Gabriel Axel, director of Babette's Feast
Information
Conversation with Danish director Gabriel Axel, who came to Cannes to present Babette's Feast in the context of Un Certain Regard.
Context
For many of the world's film enthusiasts, Denmark's Gabriel Axel will forever be remembered, beyond anything else, for the remarkable film Babette's Feast, released in 1987. Inspired by a short story by Karen Blixen, the story of Babette, who is played by Stéphane Audran, plays on the contrast between the austerity of a Lutheran community from Jütland and the warmth of a dinner prepared by an exiled French woman who fled the Commune's repression and who sacrificed her sudden fortune to pay for the feast.
A huge success, with an Oscar for the best foreign film in 1988, the movie must not overshadow the rest of Axel's career.
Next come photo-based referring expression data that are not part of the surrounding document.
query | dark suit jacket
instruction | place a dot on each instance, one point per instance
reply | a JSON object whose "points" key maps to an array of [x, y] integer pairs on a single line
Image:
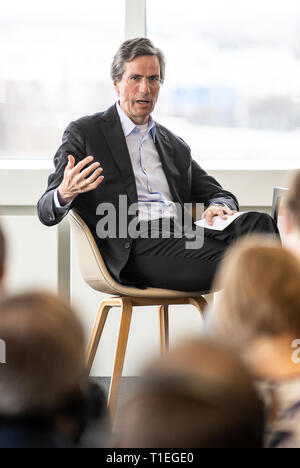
{"points": [[101, 136]]}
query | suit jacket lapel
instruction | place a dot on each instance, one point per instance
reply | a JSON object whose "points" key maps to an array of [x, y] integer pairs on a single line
{"points": [[113, 133], [165, 152]]}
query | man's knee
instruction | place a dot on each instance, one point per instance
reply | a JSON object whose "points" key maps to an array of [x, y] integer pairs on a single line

Born in 1918, the director started out in France as a theatre actor in Jouvet's troupe before starting to direct films for television, in 1951, including a memorable adaptation of Jean Carmet's Curé de Tours in 1980, in France also. His big screen work is just as sizeable, even though it was too rarely exported outside of Denmark's borders. La Mante Rouge (1968), Christian (1989) and Leïla (2001), amongst many other films, are proof of his vitality.